NIST’s AI Risk Management Framework adds another reference point. This framework is voluntary and is intended to help organizations incorporate reliability considerations into the design, development, use, and evaluation of AI systems. NIST’s Generative AI Profile, published in 2024, applies its risk management approach to the risks specific to generative AI.

European rules are adding pressure. AI Act obligations for general-purpose AI models will take effect in August 2025, and high-risk systems rules (such as biometrics, critical infrastructure, and employment) will apply from December 2027.

Budget consolidation targets fragmented responsibilities

The findings of the Check Point report on operating models demonstrate why these obligations are difficult to prove. 45% of organizations have a documented AI security policy, but only 14% actively enforce and audit it.

According to the report, accountability also extends across departments, with 44% citing the CISO or security team as the primary person responsible for AI security risks, 40% citing cross-functional committees, and 36% citing the CIO or IT leader.
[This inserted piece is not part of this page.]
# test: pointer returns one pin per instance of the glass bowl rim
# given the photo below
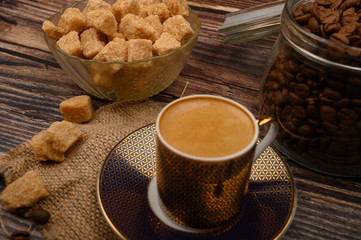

Spending is increasing, but the report suggests buyers are looking to reduce security fragmentation rather than adding another standalone tool. 52% of organizations are increasing their budgets dedicated to AI security, and 37% say their primary investment direction over the next 12 months will be consolidation around existing platform vendors. In contrast, 20% are primarily investing in the best AI security tools.

Asset mapping anchors your unified security architecture

This report recommends that enterprises start with a comprehensive AI asset inventory that maps external services, internal applications, agents, model endpoints, credentials, and sensitive data flows. From there, they must enforce consistent access controls, implement runtime protections within AI workflows, clarify ownership, and integrate toward a unified hybrid security architecture.